La Russie se repose aussi sur la Chine pour maintenir son commerce avec l’Inde. « L’homme qui m’a approché a proposé un plan B, poursuit le patron de PME. Il m’a expliqué que la commande pouvait être passée par une société basée à Hongkong qui paierait en euros sur notre compte en Inde et nous laisserait la responsabilité d’envoyer la marchandise sur le port de Nhava Sheva, où elle serait chargée sur un navire de son choix vers le port iranien de Chabahar. Là-bas, la cargaison serait acheminée par la route vers la mer Caspienne, dernière étape avant la Russie. Nous avons poliment refusé : nous ne savons pas d’où proviennent les fonds. » La Turquie et l’Iran ne sont pas les seuls à servir de voie de transit. « Certaines cargaisons passent par le port chinois de Qingdao, en mer Jaune », détaille Ajay Sahai.

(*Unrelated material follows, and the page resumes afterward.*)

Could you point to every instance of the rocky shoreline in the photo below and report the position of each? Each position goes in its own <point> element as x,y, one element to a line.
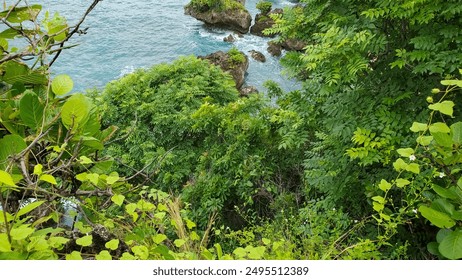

Avec seulement 8 milliards de dollars de commerce bilatéral en 2021, l’Inde est longtemps restée un partenaire secondaire pour la Russie. Toutefois, New Delhi est très dépendant de l’industrie militaire russe pour ses achats d’armes et de munitions, ainsi que pour ses importations d’huiles alimentaires. Et le géant d’Asie du Sud est de plus en plus friand du pétrole russe.
Pétrole bradé
La baisse des livraisons vers l’Europe et leur arrêt vers les États-Unis poussent Moscou à brader ses prix, au grand bonheur du gouvernement indien qui peut freiner l’inflation sur les carburants. « Il n’y a pas de sanctions sur le pétrole russe », rappelle Homayoun Falakshahi, analyste chez Kpler. Il précise : « Trois entreprises indiennes s’approvisionnent en Russie : les compagnies nationales Indian Oil et Bharat Petroleum, ainsi que la société privée Reliance. Sans oublier Nayara Energy, une société indienne propriété de Rosneft (le géant russe public, NDLR). Et on sait qu’une cargaison a été vendue entre 60 et 70 dollars le baril, soit une réduction de 30 à 40 % par rapport au brent. » La transaction se fait en dollars via les banques indiennes et russes qui n’ont pas été exclues du système de messagerie interbancaire Swift. En mars et avril, la Russie a exporté vers l’Inde plus de 36 millions de barils selon Kpler. De quoi couvrir environ 12 % des besoins indiens sur deux mois, contre 2 % en moyenne l’an dernier.
« Le pétrole est transporté par le client ou par des sociétés intermédiaires comme Vitol, Trafigura, Gunvor et le russe Lukoil qui ont l’habitude de louer des navires auprès d’armateurs grecs, coréens, panaméens… », poursuit Homayoun Falakshahi. Cependant, Vitol et Trafigura, acteurs mondiaux du trading pétrolier, ont indiqué qu’elles cesseraient leurs activités avec la Russie cette année, ce qui réduirait le nombre de navires affrétés vers l’Inde. La Russie pourrait alors suivre le modèle iranien en recourant à des traders iraniens, chinois et émiratis. Les navires éteindraient alors leurs transpondeurs en mer pour ne pas être repérés. Et Moscou continuerait à écouler son or noir vers l’Inde.